Wagenknecht comes across as authentic — and is an unyielding voice in debates on migration policy, the coronavirus pandemic, and on the war in Ukraine. This may also be one of the reasons why, despite her current commitment to “small business,” courting ordoliberal economics, she continues to be held in high regard by some on the left of Die Linke. Wagenknecht’s admirers are not limited to disgruntled supporters of the left-wing party, for the public are tired of politicians who are merely party spokespeople and always love mavericks who have made a name for themselves by going against the prevailing tide of their own parties — from Heiner Geißler, the Christian-Democratic critic of capitalism, to Wolfgang Kubicki, who likes to present himself as a rebel within Free Democrat ranks.
Culture War or Class Politics
Germany is stuck with a toxic polarization between a seemingly “progressive” government establishment and a radical right-wing alternative, with the Christian-Democrats — magnetically attracted to the right-wing pole — oscillating between the two. A Wagenknecht party has the potential to escape this dynamic. If the establishment of the party succeeds, a diffuse populist project could form around Wagenknecht that cannot be clearly categorized as belonging to the left or right of the party-political spectrum. It could also even be a party project with a structurally left-wing approach, finding its place in the gap in the party system for a political force focused on distributional policies.
There is, however, a serious danger that Wagenknecht could focus on trying to win over the not inconsiderable number of voters from the Right by relying on nationalist, antimigration, and culture-war rhetoric. Whether BSW can instead become a left-wing project will depend on how far trade-union voices are heard in the new party. To achieve this, Wagenknecht will have to resolve the obvious contradiction between being in favor of higher wages, collective bargaining, and pensions, and her now-common emphasis on better conditions for small and medium-sized enterprises. The question is whether she is willing to eventually come out clearly in favor of working people, even if it means bad news for small capitalists. Or, indeed, whether the influx of left-wing activists into BSW will force her to do this — against her own will, but as the price she pays for having a politically experienced membership base.
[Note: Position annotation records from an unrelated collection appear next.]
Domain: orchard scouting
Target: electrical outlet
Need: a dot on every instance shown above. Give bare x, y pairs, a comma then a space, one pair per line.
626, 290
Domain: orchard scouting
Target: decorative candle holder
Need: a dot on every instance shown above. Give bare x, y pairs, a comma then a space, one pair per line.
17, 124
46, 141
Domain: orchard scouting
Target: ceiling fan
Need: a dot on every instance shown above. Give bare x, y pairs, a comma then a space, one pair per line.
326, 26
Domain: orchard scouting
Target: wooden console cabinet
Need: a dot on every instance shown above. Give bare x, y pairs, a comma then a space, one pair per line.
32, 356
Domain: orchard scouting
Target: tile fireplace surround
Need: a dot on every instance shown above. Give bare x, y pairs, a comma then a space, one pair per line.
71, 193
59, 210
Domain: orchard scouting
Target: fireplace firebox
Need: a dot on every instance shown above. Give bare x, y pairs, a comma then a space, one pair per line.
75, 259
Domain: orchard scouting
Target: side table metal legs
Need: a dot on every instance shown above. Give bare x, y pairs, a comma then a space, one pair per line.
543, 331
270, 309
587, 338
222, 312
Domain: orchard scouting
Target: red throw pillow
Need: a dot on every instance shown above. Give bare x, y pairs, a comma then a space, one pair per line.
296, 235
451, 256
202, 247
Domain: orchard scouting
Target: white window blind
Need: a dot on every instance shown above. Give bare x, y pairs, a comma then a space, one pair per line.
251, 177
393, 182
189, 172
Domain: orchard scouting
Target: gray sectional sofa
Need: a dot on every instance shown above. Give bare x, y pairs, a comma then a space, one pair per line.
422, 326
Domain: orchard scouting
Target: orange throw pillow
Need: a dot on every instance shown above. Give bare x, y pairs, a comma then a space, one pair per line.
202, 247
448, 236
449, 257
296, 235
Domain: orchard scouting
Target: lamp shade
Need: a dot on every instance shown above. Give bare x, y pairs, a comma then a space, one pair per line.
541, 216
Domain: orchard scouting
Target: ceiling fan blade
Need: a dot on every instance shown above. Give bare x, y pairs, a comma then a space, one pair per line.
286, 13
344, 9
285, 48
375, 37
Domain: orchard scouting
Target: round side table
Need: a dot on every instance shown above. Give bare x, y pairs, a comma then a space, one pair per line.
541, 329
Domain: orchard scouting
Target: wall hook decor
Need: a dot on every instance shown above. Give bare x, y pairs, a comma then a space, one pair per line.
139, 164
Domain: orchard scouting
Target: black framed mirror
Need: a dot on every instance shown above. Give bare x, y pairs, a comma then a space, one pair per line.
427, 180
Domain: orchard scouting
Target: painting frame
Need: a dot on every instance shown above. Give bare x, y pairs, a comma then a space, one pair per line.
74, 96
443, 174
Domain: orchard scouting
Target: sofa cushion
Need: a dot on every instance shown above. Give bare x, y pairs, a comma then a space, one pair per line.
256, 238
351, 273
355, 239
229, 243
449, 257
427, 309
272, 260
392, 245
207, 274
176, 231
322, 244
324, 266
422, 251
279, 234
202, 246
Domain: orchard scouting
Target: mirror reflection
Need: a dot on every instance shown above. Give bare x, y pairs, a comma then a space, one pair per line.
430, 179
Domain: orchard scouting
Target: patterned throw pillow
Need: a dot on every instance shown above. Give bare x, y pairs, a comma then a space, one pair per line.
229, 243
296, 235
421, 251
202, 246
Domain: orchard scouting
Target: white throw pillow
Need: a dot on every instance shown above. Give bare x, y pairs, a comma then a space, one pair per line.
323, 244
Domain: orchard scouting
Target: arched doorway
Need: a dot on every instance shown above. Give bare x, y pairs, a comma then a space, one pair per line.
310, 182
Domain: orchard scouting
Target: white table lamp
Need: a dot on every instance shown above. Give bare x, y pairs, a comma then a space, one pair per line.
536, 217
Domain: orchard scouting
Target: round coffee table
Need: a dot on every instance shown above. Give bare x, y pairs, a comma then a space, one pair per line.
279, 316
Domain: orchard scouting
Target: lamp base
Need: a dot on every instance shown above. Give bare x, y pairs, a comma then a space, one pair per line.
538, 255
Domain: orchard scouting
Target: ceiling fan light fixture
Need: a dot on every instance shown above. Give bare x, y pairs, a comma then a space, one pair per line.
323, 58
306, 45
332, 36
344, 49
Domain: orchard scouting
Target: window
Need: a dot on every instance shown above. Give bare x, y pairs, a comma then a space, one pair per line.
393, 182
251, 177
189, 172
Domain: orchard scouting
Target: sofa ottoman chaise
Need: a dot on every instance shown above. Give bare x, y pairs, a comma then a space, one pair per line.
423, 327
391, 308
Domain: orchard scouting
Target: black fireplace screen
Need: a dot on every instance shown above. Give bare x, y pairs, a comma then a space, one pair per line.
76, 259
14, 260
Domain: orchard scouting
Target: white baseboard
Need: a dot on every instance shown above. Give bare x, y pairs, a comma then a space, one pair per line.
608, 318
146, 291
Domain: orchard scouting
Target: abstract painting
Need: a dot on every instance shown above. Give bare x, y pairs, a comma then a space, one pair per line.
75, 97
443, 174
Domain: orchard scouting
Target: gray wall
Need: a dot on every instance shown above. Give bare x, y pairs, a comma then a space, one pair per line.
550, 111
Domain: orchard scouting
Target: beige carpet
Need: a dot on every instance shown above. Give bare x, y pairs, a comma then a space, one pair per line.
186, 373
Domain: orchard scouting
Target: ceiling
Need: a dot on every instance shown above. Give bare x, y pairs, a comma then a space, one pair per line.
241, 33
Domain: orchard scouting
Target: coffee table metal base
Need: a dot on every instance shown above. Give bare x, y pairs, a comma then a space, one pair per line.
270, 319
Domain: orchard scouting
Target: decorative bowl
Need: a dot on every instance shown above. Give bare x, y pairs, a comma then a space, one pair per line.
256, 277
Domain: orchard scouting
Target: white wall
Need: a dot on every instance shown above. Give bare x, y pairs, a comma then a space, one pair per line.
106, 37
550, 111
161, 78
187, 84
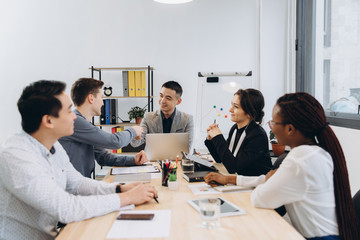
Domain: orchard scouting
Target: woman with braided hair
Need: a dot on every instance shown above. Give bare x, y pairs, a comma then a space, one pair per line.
312, 181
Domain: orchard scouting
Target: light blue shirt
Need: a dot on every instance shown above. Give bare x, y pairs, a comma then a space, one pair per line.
38, 188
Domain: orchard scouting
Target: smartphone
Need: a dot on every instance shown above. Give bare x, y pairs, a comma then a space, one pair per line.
135, 216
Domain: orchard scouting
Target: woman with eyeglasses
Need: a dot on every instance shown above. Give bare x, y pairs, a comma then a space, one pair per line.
312, 181
246, 151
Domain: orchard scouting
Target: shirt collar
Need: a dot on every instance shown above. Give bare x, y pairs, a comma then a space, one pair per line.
43, 150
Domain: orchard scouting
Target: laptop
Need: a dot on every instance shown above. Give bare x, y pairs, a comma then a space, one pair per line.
160, 146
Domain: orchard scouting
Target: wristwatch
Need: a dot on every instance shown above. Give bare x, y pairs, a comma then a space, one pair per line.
118, 188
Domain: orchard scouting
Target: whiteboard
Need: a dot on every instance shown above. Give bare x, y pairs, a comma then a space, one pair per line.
213, 104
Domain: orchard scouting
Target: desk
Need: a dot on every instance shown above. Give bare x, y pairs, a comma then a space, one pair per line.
256, 224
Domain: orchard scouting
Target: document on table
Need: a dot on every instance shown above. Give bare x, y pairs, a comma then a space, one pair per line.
129, 178
135, 169
158, 227
202, 189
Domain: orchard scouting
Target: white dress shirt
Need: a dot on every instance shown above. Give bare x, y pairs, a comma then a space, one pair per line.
38, 188
304, 184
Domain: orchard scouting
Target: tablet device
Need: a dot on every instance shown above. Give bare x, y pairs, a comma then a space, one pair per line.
226, 208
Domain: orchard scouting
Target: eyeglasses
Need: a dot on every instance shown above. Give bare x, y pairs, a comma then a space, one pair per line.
272, 123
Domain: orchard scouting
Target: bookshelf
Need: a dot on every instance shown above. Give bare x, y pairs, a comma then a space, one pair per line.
148, 96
The left wing of the Social Democratic Party, Die Linke, and the socialist left as a whole could benefit if an essentially class-political movement were able to develop around the BSW party project. The ideal scenario would be a party that campaigns for necessary renewal and that opposes the “unimaginativeness of the establishment,” as the historian and political scientist Hans-Jürgen Puhle once aptly described it. But precisely because Wagenknecht sounds conservative in terms of social policy and is clearly trying to avoid being perceived as a left-winger, she represents a greater electoral threat to the Right than to the Left. Polls suggest that Die Linke would hardly lose any votes to BSW, as their voter milieus are too different.
Many of Wagenknecht’s statements are difficult to digest, as she takes notes from the AfD playbook and feeds resentment against migrants. Yet, a new party with her at its helm could have a significant impact on our current populist moment. The rise of the AfD could be slowed down and perhaps even stopped. The debate could return from cultural dividing lines to the structural socioeconomic issues where the Left is strongest and where the failure of the establishment to act is preparing the ground for fascism. Serving an anti-fascist function of this kind would not be the only paradox in Wagenknecht’s contradictory project.